A woman rides a bicycle along a bike path on the Pont de Bir-Hakeim bridge in Paris, France, September 14, 2018. (Photo: VGTN)
The novel coronavirus pandemic has brought the world to a standstill, and has given nature a breath of fresh air. Lockdowns around the world have seen air pollution falling to levels not seen in decades, as skies free of planes and roads with fewer cars as more work from home.
This could be the accelerator environmental activists have been looking for to create a greener way to live.
"There's a massive opportunity to make the leap towards more sustainable cities," said Tiina Kähö, head of the Helsinki Metropolitan Smart & Clean Foundation, a coalition of businesses, researchers and state officials. "I think now's really the greatest momentum for the climate actions to make the disruption that we've been waiting for."
Carbon emissions in April 2020 plunged by 17 percent on year due to the pandemic, according to Nature, with under half attributed to surface transport. But this may not last long as some veer toward private cars post-lockdowns to avoid public transport since a vaccine is still months away.
In China, where the outbreak is waning, vehicle sales are estimated to rise 11.7 percent on year in May – the second straight month of sales increase in about two years.
"Somehow, you have to make a balance between people using more bikes and walking and have public transportation in a safe way," said Kaho. "Otherwise people get afraid. And then they take the car and it's the easiest solution."
And some cities are looking to make biking and walking preferable and discouraging car use post-lockdown. In London, it's estimated cycling could increase ten-fold, according to its transport department.
Post-lockdown transportation plans include adding some 30 kilometers of permanent cycling lanes to the existing 160 kilometers. It also includes wider pedestrian walks and reducing speed limits in some neighborhoods.
"The capacity of our public transport will be dramatically reduced post-coronavirus as a result of the huge challenges we face around social distancing," said London Mayor Saqid Khan, and "creating temporary cycle lanes and closing roads to through traffic we will enable millions more people to change the way they get around our city."
Changing offices forever
As more than half the world was called to hunker down, the pandemic also kickstarted the world's greatest remote commuting experiment.

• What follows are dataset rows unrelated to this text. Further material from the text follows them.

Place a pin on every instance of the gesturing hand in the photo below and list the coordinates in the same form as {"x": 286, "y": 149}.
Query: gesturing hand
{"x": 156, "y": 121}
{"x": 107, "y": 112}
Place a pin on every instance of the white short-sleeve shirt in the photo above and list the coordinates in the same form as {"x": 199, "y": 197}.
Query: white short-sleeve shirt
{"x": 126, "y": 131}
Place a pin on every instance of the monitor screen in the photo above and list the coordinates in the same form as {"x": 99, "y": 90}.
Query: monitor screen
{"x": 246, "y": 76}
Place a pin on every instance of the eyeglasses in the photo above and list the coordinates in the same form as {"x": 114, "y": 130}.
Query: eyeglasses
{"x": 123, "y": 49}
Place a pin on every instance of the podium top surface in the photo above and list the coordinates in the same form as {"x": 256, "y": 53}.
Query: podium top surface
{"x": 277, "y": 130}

Some companies have already come up with a conclusion: working from home works, and employees can choose to do that permanently if they want to. This may very well give offices a facelift in years to come, and change the way businesses think about offices and the purpose they serve.
"It will definitely make businesses think about what is an office for and whether you need to have everybody together in a building for effective cooperation," said David Symons, Future Ready leader and director of Sustainability at WSP UK.

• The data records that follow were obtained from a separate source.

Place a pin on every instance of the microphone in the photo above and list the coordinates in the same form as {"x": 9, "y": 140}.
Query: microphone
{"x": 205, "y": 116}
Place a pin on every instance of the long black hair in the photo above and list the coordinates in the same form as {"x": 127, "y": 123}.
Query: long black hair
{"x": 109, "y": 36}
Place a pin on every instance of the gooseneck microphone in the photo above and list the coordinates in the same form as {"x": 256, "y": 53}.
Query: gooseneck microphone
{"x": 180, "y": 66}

Kaho thinks offices will likely become meeting points, where employees can choose the hours they want to work from home or at the office.

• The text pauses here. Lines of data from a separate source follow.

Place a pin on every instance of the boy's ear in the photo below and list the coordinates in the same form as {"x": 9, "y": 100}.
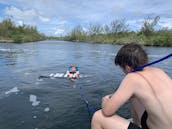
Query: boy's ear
{"x": 128, "y": 69}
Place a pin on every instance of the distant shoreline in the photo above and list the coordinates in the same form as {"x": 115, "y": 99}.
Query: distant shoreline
{"x": 6, "y": 41}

Given that offices occupy some of the most prime real estate across the globe, she thinks some may shift towards offices with multiple users.
"You need to renew them in a completely new kind of business models, how you rent them, and the kind of users. In the evening some players are using the space and then during the day some others are... It's not going to be the way people go in and out and they go home to the office. It's not going to be like that," she elaborated.
Striking a green balance in working from home
But before jumping on the work from home bandwagon, governments and companies also need to consider if remote commuting is really the more environmentally friendly option.
In WSP's research of 200 UK-based workers across different locations, remote commuting may be environmentally friendly in the summer, but less so in the winter, due to the need to heat individual workers' buildings versus one office building.
"If you work from an office, then you've got the commute, which is obvious as you're using fuel and energy for that commute. But over the course of a typical year, generally less on the commute than you are on heating, heating a house," explained Symons.
While office buildings may contribute significantly to greenhouse gases, they are usually more energy efficient compared to individual houses and are also better resourced.
For remote commuting to work, Symons said the best you can do is to maximize the number of people working in the same house or to only keep one room, instead of the whole house, heated.
Different countries with a different grid, commuting habits, and electricity use will also need to consider these factors. Take for example, Singapore, where it's warm year-round, it may make more sense for people to work in office rather than at home.
"If you go to very hot countries, actually the situation might be reversed and actually their energy, the energy consumption, at home is higher in the summer because you've got your air conditioning systems running," he explained.
Meanwhile, the coronavirus pandemic is showing signs of slowing worldwide. But it is unlikely business as usual or global travel will return anytime soon.
The months-long pause has shown companies and employees alike that there are ways to work without being in an office or traveling halfway across the world, and this could have a wide-ranging impact on city planning and the sharing economy.
"And when we go back to normal, we cannot go back to the old normal," said Kaho.